A lot of observers have been comparing this Series to the 1991 matchup between Minnesota and Atlanta, who were both, like Tampa Bay this season, last-place teams the year before. Like the Braves of the early '90's, the Rays have erased a decade of futility with a nucleus of great young pitchers, and, like the Twins, they play in a quirky domed stadium that gives them a pointed home field advantage. If that's any indication, we should be in for a hell of a series.

For that to happen, though, the Phillies will have to rise to the occasion. The Rays are a superior team, winning 97 games in the best division in baseball, and Philadelphia must overcome the pratfall of a long layoff like the one that has felled the past two World Series losers. They'll need several things to go right to make this a long series.
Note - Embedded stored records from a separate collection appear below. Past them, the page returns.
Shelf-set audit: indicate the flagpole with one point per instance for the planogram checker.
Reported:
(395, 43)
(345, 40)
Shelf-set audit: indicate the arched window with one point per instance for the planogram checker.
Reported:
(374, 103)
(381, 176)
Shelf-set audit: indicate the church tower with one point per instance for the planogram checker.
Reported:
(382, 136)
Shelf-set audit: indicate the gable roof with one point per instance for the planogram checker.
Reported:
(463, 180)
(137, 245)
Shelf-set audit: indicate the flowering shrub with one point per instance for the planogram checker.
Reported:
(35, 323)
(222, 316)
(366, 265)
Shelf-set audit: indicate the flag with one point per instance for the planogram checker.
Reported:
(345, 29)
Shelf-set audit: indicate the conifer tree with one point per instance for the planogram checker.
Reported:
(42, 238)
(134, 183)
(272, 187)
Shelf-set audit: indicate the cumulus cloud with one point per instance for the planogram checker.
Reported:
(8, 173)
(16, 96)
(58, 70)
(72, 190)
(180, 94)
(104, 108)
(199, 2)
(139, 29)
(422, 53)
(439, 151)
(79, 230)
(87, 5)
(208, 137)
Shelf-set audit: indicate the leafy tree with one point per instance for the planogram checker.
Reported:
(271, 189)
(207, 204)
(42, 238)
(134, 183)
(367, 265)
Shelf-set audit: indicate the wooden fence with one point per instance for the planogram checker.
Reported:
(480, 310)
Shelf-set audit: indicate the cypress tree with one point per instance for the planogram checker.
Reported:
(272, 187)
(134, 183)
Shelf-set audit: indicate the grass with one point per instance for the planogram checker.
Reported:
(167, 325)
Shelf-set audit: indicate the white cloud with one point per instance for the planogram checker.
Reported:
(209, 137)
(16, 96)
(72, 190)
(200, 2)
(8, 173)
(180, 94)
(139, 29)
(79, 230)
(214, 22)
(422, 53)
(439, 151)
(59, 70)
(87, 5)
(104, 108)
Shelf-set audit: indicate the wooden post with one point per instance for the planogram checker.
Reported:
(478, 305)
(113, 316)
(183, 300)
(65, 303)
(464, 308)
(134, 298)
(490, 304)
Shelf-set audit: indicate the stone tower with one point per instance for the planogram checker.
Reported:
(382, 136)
  • Philadelphia's starting pitching will be at a disadvantage in every game Cole Hamels doesn't start, therefore it's almost a necessity for Hamels to win both of his starts for the Phillies to have any chance in this series. This will be especially apparent on the back end of the Phillies rotation, where the ageless Jamie Moyer has been hammered in both outings so far, and what the Rays lack in a top-end ace, they make up for with terrifying depth.
  • The middle three games are always crucial for the home team, but especially so for Philadelphia, which can't count on getting much out of its visit to the Trop. Additionally, the first two of those games will be started by the aforementioned soft end of the Phillies rotation. Luckily for them, thanks to MLB's ridiculous postseason schedule dragging the Series into late October, the city of Philadelphia may be uninhabitable by the time the series hits town. If Citizens Bank Park is an icy bog this weekend, the Phillies should have a significant advantage over the inexperienced team from a domed stadium.
  • The Rays bullpen--which had been the team's most improved element over 2007--seemed to revert to its old form in the last three games of the ALCS. In Game 7, manager Joe Maddon went to Dan Wheeler--who had taken over as the closer when Troy Percival went down late in the season--to start the eighth inning, a spot normally reserved for Grant Balfour, who was roughed up in the Game 5 meltdown. He then turned to David Price, a projected ace with exactly 14 big-league innings under his belt, to get the final four outs. The Phillies should be decidedly more comfortable on the back end of games with Brad Lidge, perfect on the season in save chances.
  • Say it with me now; it's a short series, and crazy things happen.

The Phillies do have more quality than recent National League champions, so I can see them extending this series to a second visit to Florida. However, they just can't match Tampa Bay's incredible depth, which is the best antidote against the Rays' hot hitters regressing to the mean somewhat. Double A's--gotta get that in one more time--in six.